La répartition des responsabilités en matière de maintenance devra faire l'objet d'une nette clarification. Si le coût présumé d'un équipement généralisé des lieux publics en défibrillateurs a suscité des réticences, il faut rappeler qu'il reste relativement limité au regard du gain potentiel en termes de vies sauvées : selon la DGS, il faudrait compter 1 000 à 1 500 euros pour l'acquisition d'un défibrillateur neuf, et 120 euros par an pour en assurer la maintenance. L'assemblée des départements de France (ADF) m'a indiqué que les inquiétudes relayées par les élus locaux portaient surtout sur le nombre d'équipements à installer et sur leur lieu d'implantation, renvoyés à la voie réglementaire.

Le décret devra ménager des marges de souplesse afin que les élus locaux puissent prendre les mesures les plus appropriées en fonction de la configuration propre de leur territoire.

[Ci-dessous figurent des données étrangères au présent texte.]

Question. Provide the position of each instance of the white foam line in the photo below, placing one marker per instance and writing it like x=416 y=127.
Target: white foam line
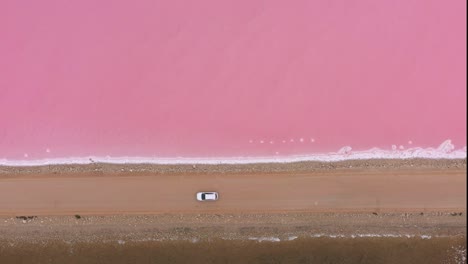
x=445 y=151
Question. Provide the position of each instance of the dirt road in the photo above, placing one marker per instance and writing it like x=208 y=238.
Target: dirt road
x=333 y=190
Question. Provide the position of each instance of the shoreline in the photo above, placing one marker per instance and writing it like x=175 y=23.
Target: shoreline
x=103 y=169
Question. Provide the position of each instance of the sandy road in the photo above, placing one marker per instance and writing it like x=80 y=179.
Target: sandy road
x=332 y=190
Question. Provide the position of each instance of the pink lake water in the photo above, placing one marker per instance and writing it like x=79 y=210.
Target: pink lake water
x=218 y=78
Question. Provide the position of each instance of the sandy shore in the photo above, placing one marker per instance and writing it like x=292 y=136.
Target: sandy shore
x=270 y=227
x=382 y=198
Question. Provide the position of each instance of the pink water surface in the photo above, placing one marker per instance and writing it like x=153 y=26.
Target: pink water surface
x=173 y=78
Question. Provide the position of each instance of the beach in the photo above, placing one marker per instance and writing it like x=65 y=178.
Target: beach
x=402 y=203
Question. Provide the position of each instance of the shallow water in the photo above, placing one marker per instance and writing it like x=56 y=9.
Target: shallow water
x=235 y=78
x=310 y=250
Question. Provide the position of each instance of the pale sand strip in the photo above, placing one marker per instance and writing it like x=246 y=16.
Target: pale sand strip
x=325 y=187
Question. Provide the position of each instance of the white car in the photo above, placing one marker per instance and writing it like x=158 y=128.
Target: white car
x=207 y=196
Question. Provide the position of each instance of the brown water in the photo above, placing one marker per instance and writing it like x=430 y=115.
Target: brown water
x=311 y=250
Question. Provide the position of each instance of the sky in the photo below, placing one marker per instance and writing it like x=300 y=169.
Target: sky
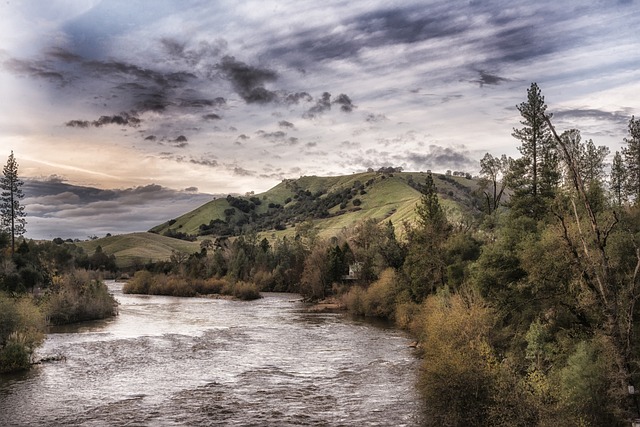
x=123 y=114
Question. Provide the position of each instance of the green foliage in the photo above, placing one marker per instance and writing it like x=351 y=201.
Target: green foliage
x=378 y=300
x=534 y=177
x=77 y=297
x=631 y=155
x=22 y=327
x=146 y=282
x=12 y=214
x=586 y=394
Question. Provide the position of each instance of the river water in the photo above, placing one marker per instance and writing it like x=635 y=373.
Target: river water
x=196 y=361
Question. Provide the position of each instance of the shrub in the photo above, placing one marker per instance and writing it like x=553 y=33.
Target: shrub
x=245 y=291
x=139 y=284
x=21 y=331
x=457 y=375
x=14 y=356
x=77 y=297
x=353 y=300
x=380 y=298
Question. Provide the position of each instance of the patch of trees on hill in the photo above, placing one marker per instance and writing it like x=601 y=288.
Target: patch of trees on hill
x=302 y=205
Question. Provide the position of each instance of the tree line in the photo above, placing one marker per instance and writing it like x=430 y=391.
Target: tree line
x=41 y=283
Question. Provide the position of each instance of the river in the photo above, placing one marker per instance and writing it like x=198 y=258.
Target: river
x=166 y=361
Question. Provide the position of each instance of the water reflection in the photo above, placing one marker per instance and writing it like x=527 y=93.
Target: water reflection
x=200 y=361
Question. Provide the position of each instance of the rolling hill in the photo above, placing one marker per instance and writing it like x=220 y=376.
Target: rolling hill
x=332 y=203
x=139 y=248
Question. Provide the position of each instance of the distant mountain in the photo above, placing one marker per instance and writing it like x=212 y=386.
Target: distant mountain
x=137 y=249
x=333 y=203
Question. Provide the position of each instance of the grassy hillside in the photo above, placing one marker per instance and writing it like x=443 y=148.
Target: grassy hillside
x=333 y=203
x=139 y=248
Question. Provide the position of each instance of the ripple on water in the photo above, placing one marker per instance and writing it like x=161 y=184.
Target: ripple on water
x=177 y=361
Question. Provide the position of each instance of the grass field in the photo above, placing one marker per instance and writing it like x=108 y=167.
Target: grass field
x=387 y=197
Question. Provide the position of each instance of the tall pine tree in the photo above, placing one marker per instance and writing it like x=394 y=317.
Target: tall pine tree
x=631 y=155
x=11 y=211
x=538 y=171
x=617 y=179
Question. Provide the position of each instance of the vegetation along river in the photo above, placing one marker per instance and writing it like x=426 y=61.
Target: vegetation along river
x=199 y=361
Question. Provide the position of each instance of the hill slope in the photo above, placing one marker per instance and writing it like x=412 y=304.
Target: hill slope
x=331 y=202
x=139 y=248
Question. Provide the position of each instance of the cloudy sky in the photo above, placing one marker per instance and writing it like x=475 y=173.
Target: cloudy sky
x=110 y=106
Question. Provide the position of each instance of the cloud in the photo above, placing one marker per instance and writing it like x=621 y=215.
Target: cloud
x=322 y=104
x=249 y=81
x=57 y=209
x=345 y=103
x=489 y=79
x=286 y=125
x=619 y=118
x=374 y=118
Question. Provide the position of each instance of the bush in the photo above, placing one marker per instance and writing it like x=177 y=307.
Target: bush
x=139 y=284
x=245 y=291
x=457 y=374
x=353 y=300
x=379 y=300
x=21 y=331
x=14 y=356
x=77 y=297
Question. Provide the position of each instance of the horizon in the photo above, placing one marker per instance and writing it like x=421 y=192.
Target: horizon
x=191 y=98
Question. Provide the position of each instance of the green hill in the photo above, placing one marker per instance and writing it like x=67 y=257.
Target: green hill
x=139 y=248
x=333 y=203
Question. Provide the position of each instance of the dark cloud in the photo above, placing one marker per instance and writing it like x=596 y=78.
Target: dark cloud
x=78 y=123
x=322 y=104
x=57 y=209
x=122 y=119
x=35 y=69
x=212 y=163
x=374 y=118
x=273 y=136
x=193 y=56
x=619 y=118
x=248 y=81
x=242 y=172
x=200 y=103
x=489 y=79
x=286 y=125
x=439 y=157
x=211 y=116
x=345 y=103
x=295 y=98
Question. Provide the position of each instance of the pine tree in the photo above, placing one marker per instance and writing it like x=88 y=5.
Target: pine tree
x=11 y=211
x=539 y=156
x=631 y=155
x=617 y=179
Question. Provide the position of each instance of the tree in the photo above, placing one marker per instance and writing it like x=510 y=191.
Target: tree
x=614 y=291
x=617 y=179
x=490 y=170
x=11 y=211
x=539 y=163
x=631 y=155
x=424 y=265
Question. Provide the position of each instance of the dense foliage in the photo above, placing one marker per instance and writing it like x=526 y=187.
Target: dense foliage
x=525 y=314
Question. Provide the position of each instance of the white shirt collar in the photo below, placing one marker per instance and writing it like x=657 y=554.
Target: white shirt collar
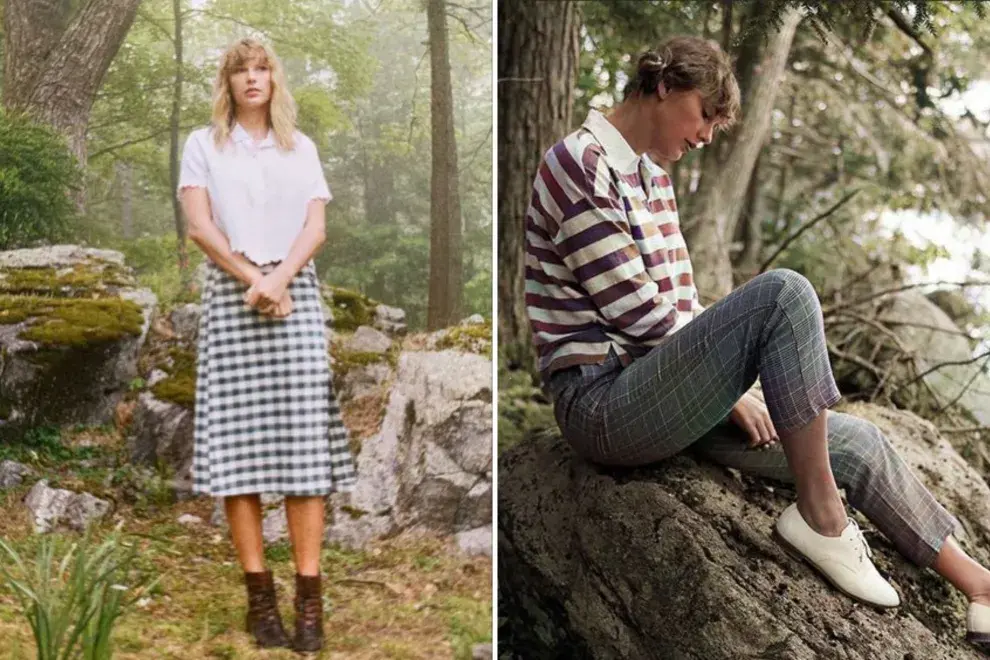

Nous pourrons interroger la ministre sur les orientations retenues lors de la séance publique.

L'article 3 bis prévoit la création d'une base de données nationale permettant de renseigner les lieux d'implantation et l'accessibilité des DAE dans l'ensemble du territoire. Selon les informations fournies par les services ministériels, les exploitants d'équipements de défibrillation se verront appliquer une obligation de déclaration en ligne. Le contenu de la base de données ainsi constituée sera ouvert et réutilisable par le public, ce qui permettra d'alimenter des applications de géolocalisation. Cette base devra être le plus rapidement possible interconnectée avec les logiciels des Samu et des Sdis, afin que les opérateurs de régulation puissent indiquer aux appelants témoins d'un arrêt cardiaque l'éventuelle proximité d'un DAE.

Je tiens à saluer l'action et la détermination de nos deux collègues parlementaires du Nord, Jean-Pierre Decool et Alex Türk, qui se sont engagés depuis plusieurs années pour faire aboutir ce texte, et cela d'une manière très pratique, puisqu'ils ont consacré la majeure partie de leur réserve parlementaire - cet outil tant décrié - à l'équipement en défibrillateurs cardiaques des établissements de leur département, qui en compte aujourd'hui 4 000.

Et je vous demande donc, mes chers collègues, d'adopter sans modification cette proposition de loi. Il est de notre devoir de tout mettre en oeuvre pour encourager la citoyenneté et la solidarité de nos concitoyens dans de telles situations d'urgence.